Deep Feature Representations and Multi-Instance Multi-Label Learning of Whole Slide Breast Histopathology Images
The examination of a tissue sample has traditionally involved a pathologist investigating the case under a microscope. Whole slide imaging technology has recently been utilized for the digitization of biopsy slides, replicating the microscopic examination procedure with the computer screen. This technology made it possible to scan the slides at very high resolutions, reaching up to 100,000 x 100,000 pixels. The advancements in the imaging technology has allowed the development of automated tools that could help reduce the workload of pathologists during the diagnostic process by performing analysis on the whole slide histopathology images.
One of the challenges of whole slide image analysis is the ambiguity of the correspondence between the diagnostically relevant regions in a slide and the slide-level diagnostic labels in the pathology forms provided by the pathologists. Another challenge is the lack of feature representation methods for the variable number of variable-sized regions of interest (ROIs) in breast histopathology images as the state-of-the-art deep convolutional networks can only operate on fixed-sized small patches which may cause structural and contextual information loss. The last and arguably the most important challenge involves the clinical significance of breast histopathology, for the misdiagnosis or the missed diagnoses of a case may lead to unnecessary surgery, radiation or hormonal therapy.

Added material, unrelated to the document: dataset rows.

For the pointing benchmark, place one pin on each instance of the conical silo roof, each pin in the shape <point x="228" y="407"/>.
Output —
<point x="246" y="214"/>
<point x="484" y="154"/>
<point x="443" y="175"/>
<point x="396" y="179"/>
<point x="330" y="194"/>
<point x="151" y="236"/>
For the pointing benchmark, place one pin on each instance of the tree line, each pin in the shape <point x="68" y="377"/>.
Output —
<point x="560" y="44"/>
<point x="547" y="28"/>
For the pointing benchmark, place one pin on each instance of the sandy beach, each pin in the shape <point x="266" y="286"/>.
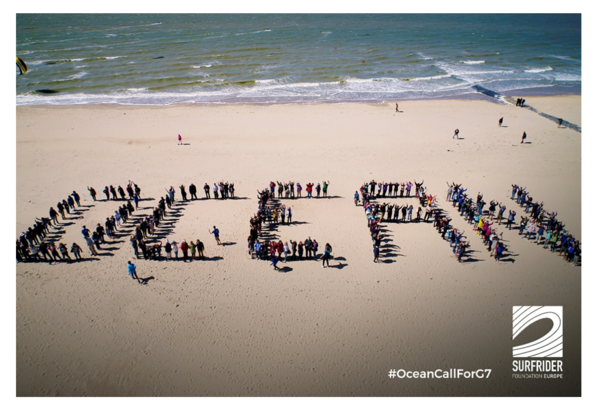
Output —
<point x="231" y="325"/>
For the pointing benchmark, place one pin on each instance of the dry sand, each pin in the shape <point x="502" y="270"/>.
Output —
<point x="232" y="325"/>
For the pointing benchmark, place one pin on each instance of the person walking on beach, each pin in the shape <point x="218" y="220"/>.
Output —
<point x="274" y="262"/>
<point x="215" y="232"/>
<point x="326" y="255"/>
<point x="76" y="250"/>
<point x="132" y="271"/>
<point x="200" y="247"/>
<point x="92" y="192"/>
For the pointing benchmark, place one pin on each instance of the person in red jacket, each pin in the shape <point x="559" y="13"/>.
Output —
<point x="184" y="248"/>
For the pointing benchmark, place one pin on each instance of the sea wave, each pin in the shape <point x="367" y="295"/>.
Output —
<point x="536" y="70"/>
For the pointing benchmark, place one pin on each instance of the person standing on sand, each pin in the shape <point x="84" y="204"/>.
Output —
<point x="215" y="232"/>
<point x="92" y="192"/>
<point x="76" y="250"/>
<point x="132" y="272"/>
<point x="200" y="247"/>
<point x="274" y="262"/>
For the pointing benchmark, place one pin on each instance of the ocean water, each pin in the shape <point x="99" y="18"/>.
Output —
<point x="156" y="59"/>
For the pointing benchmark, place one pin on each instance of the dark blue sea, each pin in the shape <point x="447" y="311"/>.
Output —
<point x="156" y="59"/>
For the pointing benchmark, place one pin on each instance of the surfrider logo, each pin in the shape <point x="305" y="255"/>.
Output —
<point x="549" y="345"/>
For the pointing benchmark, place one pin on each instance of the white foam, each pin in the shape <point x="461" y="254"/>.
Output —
<point x="428" y="78"/>
<point x="536" y="70"/>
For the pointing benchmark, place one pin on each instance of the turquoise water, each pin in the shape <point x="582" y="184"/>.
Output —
<point x="185" y="58"/>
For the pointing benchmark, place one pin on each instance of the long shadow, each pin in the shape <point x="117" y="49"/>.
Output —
<point x="55" y="262"/>
<point x="109" y="248"/>
<point x="216" y="258"/>
<point x="144" y="281"/>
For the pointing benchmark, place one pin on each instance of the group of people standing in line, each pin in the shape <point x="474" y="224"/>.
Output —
<point x="389" y="189"/>
<point x="140" y="241"/>
<point x="269" y="212"/>
<point x="226" y="191"/>
<point x="377" y="213"/>
<point x="544" y="228"/>
<point x="133" y="193"/>
<point x="482" y="220"/>
<point x="31" y="245"/>
<point x="286" y="189"/>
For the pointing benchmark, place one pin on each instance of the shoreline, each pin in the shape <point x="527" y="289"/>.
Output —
<point x="476" y="97"/>
<point x="231" y="325"/>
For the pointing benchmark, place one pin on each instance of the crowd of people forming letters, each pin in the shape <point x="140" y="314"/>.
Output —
<point x="269" y="213"/>
<point x="538" y="225"/>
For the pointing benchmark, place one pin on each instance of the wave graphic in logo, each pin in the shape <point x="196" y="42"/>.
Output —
<point x="549" y="345"/>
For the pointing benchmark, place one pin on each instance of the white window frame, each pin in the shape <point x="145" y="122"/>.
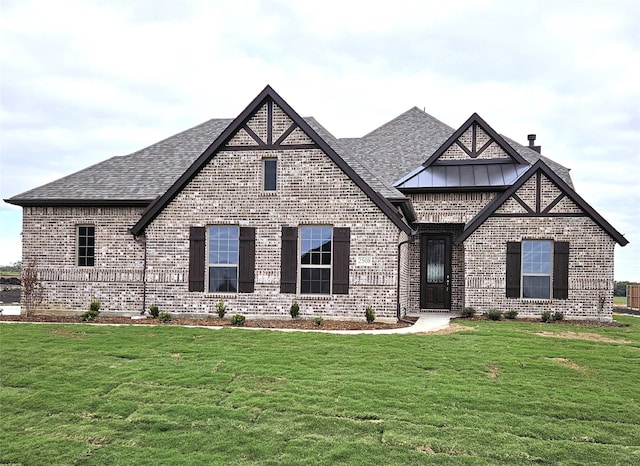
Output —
<point x="214" y="265"/>
<point x="78" y="256"/>
<point x="264" y="174"/>
<point x="524" y="274"/>
<point x="314" y="266"/>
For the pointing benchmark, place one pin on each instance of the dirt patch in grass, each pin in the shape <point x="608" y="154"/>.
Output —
<point x="452" y="328"/>
<point x="580" y="336"/>
<point x="300" y="324"/>
<point x="568" y="363"/>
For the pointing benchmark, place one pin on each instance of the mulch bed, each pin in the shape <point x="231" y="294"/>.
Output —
<point x="300" y="323"/>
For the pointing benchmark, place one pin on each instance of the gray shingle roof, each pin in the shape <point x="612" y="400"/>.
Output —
<point x="141" y="176"/>
<point x="381" y="158"/>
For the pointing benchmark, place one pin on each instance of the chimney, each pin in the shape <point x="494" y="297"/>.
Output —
<point x="532" y="140"/>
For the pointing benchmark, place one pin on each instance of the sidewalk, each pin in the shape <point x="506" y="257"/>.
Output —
<point x="427" y="322"/>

We address these challenges with the following contributions. The first contribution introduces the formulation of the whole slide breast histopathology image analysis problem as a multi-instance multi-label learning (MIMLL) task where a slide corresponds to a bag that is associated with the slide-level diagnoses provided by the pathologists, and the ROIs inside the slide correspond to the instances in the bag. The second contribution involves a novel feature representation method for the variable number of variable-sized ROIs using the activations of deep convolutional networks. Our final contribution includes a more advanced MIMLL formulation that can simultaneously perform multi-class slide-level classification and ROI-level inference.
Through quantitative and qualitative experiments, we show that the proposed MIMLL methods are capable of learning from only slide-level information for the multi-class classification of whole slide breast histopathology images and the novel deep feature representations outperform the traditional features in fully supervised and weakly supervised settings.